Громыхнувшая ржавыми запорами, дверь медленно распахнулась, пропуская меня внутрь.
– Заходи, только живо. Ходят тут всякие, потом всю ночь кровь с порога счищаешь…
Я пригнул голову, чтобы в полутьме не расшибить ее о низкий потолок. С опаской шагнул в полутьму, пропахшую ладаном и какими-то незнакомыми травами. Из соседней кельи лился мягкий свет от масляной лампы, раздавалось женское бухтение, переходящее в громовой храп. Я посторонился в сторону, пропуская Тихона вперед.
– Ты не один? Немного неудобно… – смутился я.
– Да нет, это Авдотья из вашего родильного отделения на минутку забежала на огонек, – Тихон стыдливо отвел блудные глаза в сторону. – Да ты проходи, чего на пороге топчешься аки грешник у врат чистилища. Все мы люди, все мы человеки со своими пороками.
Дремлющая в углу комнаты на кровати дородная тетка лет сорока проснулась, когда я зашел и, ойкнув, быстро стала накидывать на себя теплую шаль. Рядом с кроватью на низком столике дымила лампадка и стояла опустошенная ровно на половину бутылка с мутной горилкой. Нехитрая закуска: черствые лепешки из муки грубого помола, несколько вялых огурцов c помидорами, немного вяленой рыбы – вот и все нехитрое убранство стола.

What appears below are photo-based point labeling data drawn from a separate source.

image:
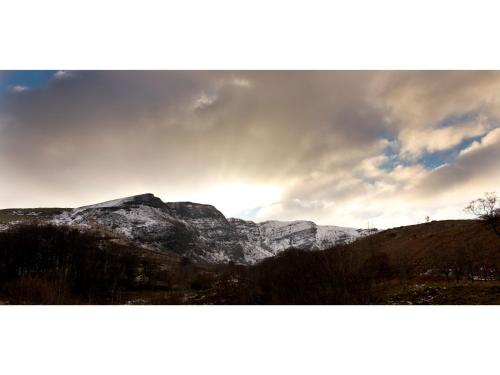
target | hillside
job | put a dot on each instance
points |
(436, 245)
(195, 230)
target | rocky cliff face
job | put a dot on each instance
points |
(201, 231)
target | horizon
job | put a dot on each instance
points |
(335, 147)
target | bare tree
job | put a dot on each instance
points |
(486, 209)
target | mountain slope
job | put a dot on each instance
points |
(201, 231)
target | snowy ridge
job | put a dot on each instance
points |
(201, 231)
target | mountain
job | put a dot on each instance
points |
(195, 230)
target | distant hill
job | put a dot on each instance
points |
(199, 231)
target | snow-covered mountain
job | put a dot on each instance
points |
(201, 231)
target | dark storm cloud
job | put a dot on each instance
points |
(321, 136)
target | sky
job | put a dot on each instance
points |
(349, 148)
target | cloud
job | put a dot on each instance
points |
(18, 88)
(340, 147)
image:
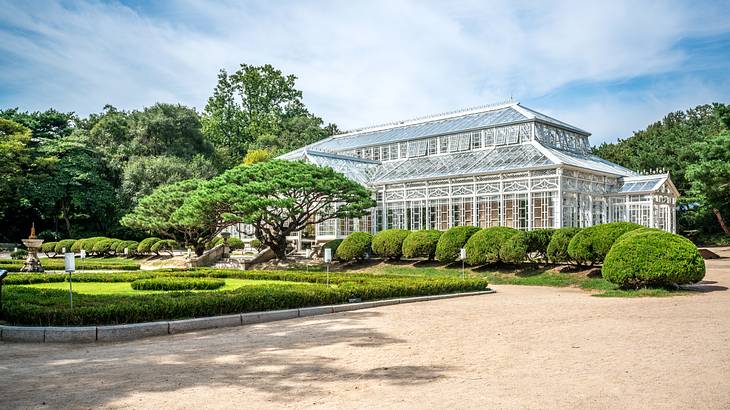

– А этому чего на ночь глядя? – зашипела Авдотья, прожигая меня негодующим взглядом полным упрека. – Вот пожалуюсь твоему командиру, расскажу, где ты бродишь по ночам, огребешь неприятностей, Алешин. Отвернись и перестань лыбиться!
Я молча наблюдал, как Тихон собирает свою ”даму сердца” в дорогу: трижды осеняя крестным знамением и с теплотой в глазах передавая в руки старенький автомат АКСу.
– Смотри у меня! – снова сверкнула на меня глазами Авдотья, браво передергивая затвор.
Пока они о чем-то шушукались перед домом, я невозмутимо налил себе горилки в стакан. Помянув про себя всех чертей преисподних, зажмурившись, проглотил адскую отраву. Закашлявшись, так что аж слеза прошибла, я открытым ртом принялся ловить воздух, стараясь отдышаться. Через пару минут в дверной проем сначала протиснулся необъятный зад Тихона, а потом и все остальное кряжистое тело двухметрового детины, с длинной черной бородищей лопатой, украшенные сединой нечесаными патлами до плеч и мускулистыми ручищами каждая толщиной с мою ногу. На поясе у него болтался огромный мясницкий тесак, с которым Тихон виртуозно обращался даже с тяжелого похмелья, будь то рубка овощей или разделка “зашедшего на огонек” зомби. Бывший полковой капеллан был “резкий как понос и суровый как удар серпа по яйцам” как выразился о нем однажды Высоков. Обиталище святого отца была единственным ныне уцелевшим на острове осколком некогда могущественной Православной церкви, а сам Тихон являлся последним ее выжившим служителем. Я знал о нем лишь то, что он бывший военный, настоящий сибиряк, большой бабник и вообще широкой души человек. На остров угодил за какую-то давнюю провинность, о которой скрытничал как рыба об лед даже в алкогольном угаре. Всем был хорош святой отец, никого не бросит в беде, всегда находит подходящую случаю молитву и добрый совет, но уж больно любит выпить и не просто выпить, а нажраться вдрызг. Это многих напрягало, особенно начальство Гнезда, недовольного дурным примером, что он оказывал на неокрепшую психику молодежи. Я же считал, что каждый человек вправе самостоятельно решать, что ему пить, с кем жить и какому богу молиться.